Decidedly

Musings on decisions and factors that drive them.

Poets and Inventors

Still life with art

Some comments against the National Endowment for the Arts (NEA)'s support of the arts -- a recent subject of Seattle's Jim Tune's arts blog -- were painful to read.  Those commenting seemed unaware of the many documented studies showing the interplay between the arts (as a form of creativity, expression, listening, observing, inspiration, or understanding of what it is to be human) and what those commenting were implying was "life."

Specific comments ranged from "The NEA should be removed from the National Budget... It should not be a function of our government." to "Fund education! We need people with practical, productive skills that this country can really use."
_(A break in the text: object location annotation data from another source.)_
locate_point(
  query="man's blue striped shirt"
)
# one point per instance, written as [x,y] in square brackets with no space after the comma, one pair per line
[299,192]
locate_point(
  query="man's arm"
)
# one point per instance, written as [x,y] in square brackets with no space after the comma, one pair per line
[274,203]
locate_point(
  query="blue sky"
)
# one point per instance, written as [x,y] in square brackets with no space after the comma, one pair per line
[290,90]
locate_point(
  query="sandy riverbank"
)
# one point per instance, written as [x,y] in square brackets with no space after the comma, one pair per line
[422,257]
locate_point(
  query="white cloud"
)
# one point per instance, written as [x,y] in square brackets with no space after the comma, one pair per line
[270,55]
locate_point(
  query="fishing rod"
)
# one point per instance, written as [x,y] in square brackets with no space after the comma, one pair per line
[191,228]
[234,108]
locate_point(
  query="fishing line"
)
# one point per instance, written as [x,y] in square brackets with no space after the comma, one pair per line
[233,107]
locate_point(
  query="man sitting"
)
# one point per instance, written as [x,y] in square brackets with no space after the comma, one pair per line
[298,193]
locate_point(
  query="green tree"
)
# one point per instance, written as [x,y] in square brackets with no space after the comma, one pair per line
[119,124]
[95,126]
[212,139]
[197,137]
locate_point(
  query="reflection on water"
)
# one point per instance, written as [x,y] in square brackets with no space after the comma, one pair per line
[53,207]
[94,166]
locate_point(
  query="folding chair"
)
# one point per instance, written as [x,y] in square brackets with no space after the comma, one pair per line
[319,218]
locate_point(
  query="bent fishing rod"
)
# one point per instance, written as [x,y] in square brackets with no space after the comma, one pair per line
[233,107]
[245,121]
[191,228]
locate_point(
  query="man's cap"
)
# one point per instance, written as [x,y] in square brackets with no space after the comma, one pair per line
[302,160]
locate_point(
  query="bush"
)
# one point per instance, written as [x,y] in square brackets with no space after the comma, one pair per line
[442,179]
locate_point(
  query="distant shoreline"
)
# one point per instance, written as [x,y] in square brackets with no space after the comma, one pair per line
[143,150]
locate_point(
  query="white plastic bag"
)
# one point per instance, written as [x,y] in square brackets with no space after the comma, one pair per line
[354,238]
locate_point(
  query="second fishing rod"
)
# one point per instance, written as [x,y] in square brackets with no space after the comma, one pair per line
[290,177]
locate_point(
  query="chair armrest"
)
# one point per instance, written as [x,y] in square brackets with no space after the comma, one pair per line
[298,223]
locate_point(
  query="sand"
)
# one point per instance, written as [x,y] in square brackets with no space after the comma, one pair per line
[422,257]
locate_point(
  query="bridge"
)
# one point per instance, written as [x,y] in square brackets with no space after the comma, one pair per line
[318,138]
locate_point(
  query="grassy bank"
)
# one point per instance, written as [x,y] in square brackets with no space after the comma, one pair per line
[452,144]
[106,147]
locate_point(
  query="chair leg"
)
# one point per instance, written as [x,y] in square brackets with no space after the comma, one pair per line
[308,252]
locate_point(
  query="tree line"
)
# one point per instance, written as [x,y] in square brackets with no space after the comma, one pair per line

There is an acknowledged positive effect of involvement in the arts on students' higher overall academic achievements.  Arts are critical in learning to listen, observe, write, think, imagine, invent and create. The ultimate selected "medium" for utilizing these skills in one's life can be in the arts themselves, or the sciences. Yes, there is a "spillover" effect of honing these skills into other academic pursuits.

Ironically, on the same day that I read these anti-art comments, Russia celebrated the 90th birthday of Mikhail Kalishnikov.  An interesting man, who confessed that as a young man he only wished to be a poet. However, he deemed himself a "bad poet," so he gave up on writing and went on to invent the AK-47.  Thereby, in exemplary fashion, pursuing the "practical and productive."
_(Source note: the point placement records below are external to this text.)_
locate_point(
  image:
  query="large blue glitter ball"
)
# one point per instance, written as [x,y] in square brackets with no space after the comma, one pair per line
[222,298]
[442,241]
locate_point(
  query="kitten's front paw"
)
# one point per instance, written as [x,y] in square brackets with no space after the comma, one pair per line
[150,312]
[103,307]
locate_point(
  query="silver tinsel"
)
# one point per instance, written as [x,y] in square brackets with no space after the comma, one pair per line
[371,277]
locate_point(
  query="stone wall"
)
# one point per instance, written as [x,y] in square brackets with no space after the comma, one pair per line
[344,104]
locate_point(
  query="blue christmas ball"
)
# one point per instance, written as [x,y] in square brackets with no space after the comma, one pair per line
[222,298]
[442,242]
The juxtaposition of articles seemed so much more than just serendipitous!  A key example of a creative and inventive mind.

At its founding, our government retained the right to use tax dollars to wage war. It also made a critical decision -- to use its powers and scope its responsibilities to support aspects of life that those wars defend:

"...in Order to form a more perfect Union, establish Justice, insure domestic Tranquility, provide for the common defence, promote the general Welfare, and secure the Blessings of Liberty to ourselves and our Posterity..." 

The arts are most definitely a part of our "Blessings of Liberty." And "securing" them does not just mean at the point of a gun.   And, for those still having doubts, who knows whether or not some would-be-poet will become our next great inventor, or even a general?